Left to the dark corners of their laboratory petri dishes, Monsanto has been able to key in unique DNA sequences into the fabric of intellectual property. This, by itself, is not intrinsically negative. Unfortunately, this is not the only way this facility has been used. Monsanto has genetically modified the soybean to give it characteristics the company itself deems beneficial to its own bottom line. For example, whereas Glyphosate is a chemical used to destroy foliage of almost any natural plant, their GMO soybeans are immune to its defoliating effects. The pairing of the chemical with the use of their seeds is by corporate standards, genius. But the need for commercial, economic and legal control did not stop there. As the wind blows, so does pollen. And as Monsanto’s GMO soy pollen blew into the wind, so did their GMO DNA signatures, inseminating the non GMO soy of neighboring farmers. It is hard to stop the wind from blowing and for Monsanto, this is all part of the genius of product exclusivity and market control. When the farmers of non GMO soy continued as usual to sell their seeds, Monsanto brought them to court showing that their proprietary DNA markers were in the soy these farmers were selling, thereby infringing upon the property rights of Monsanto. The Ag giant has been consistently able to crush the small farmers in court, effectively forcing them to buy high cost soy seeds and glyphosate from them at whatever prices they wish to dictate.
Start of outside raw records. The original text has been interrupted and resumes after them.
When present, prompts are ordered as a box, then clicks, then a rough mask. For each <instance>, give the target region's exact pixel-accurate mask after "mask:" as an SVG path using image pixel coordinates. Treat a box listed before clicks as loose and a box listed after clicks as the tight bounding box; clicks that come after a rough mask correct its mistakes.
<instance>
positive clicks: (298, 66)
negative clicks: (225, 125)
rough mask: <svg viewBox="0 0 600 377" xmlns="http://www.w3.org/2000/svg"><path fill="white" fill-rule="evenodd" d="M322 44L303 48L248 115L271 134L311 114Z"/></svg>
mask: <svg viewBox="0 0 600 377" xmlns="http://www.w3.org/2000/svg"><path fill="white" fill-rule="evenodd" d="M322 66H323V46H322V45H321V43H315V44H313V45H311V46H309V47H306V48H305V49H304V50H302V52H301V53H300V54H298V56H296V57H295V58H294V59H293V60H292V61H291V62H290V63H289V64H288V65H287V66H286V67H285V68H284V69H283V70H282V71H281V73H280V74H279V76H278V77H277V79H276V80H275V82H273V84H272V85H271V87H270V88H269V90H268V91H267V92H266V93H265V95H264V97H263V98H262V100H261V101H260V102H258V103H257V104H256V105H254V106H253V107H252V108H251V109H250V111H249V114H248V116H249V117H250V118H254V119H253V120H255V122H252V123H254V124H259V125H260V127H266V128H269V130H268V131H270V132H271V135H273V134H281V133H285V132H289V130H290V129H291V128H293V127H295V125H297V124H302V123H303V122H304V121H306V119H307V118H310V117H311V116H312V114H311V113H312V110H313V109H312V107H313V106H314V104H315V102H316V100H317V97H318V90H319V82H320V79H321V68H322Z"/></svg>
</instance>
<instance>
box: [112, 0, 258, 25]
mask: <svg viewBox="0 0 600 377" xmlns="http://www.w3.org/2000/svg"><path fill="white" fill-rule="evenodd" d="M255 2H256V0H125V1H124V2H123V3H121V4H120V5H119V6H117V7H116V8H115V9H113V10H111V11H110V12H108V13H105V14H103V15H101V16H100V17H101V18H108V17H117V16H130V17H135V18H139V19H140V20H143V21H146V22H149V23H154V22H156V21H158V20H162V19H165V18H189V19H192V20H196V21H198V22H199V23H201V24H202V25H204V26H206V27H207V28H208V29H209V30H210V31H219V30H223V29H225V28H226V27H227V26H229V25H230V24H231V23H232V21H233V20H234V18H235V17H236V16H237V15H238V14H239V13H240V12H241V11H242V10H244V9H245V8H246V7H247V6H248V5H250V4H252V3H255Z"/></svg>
Sound familiar? This is something akin to rewarding a rapist with custody of a child.
On a day when logic could rule, one would say that Monsanto would have to keep its seed in its own pants or lose the right to make claims on others. But small farmers cannot afford huge legal teams and prolonged legal battles and so money rules, not common sense justice.
Both of these examples of evangelical tourism and corporate rape of the little guy, have one thread in common and that is that no must mean no. If we really wish to worship freely, we must do two things. We must keep Church and state separated and we must be careful not to try to force religious or economic domination upon others. It does not take much imagination to see the striking resemblances between Sharia law and the laws that evangelicals would love to impose on all Americans.
One only need read some of the many passages in Leviticus to understand the many reasons we are free to stone our neighbors including the way they sport their beards or weave their fabrics.
All this leads us to one simple and critical need to understand that the only way to survive together is by all of us developing a better understanding, recognition and appreciation of the interdependence of all things. Call it love thy neighbor, do unto others, or whatever label you prefer, but saving the pollen in your pocket for those who offer consent is a most meritorious start. In the end, it is better to see God first within oneself without being too desperate to impose him (or her) on others, and of course, without getting ourselves killed in the process.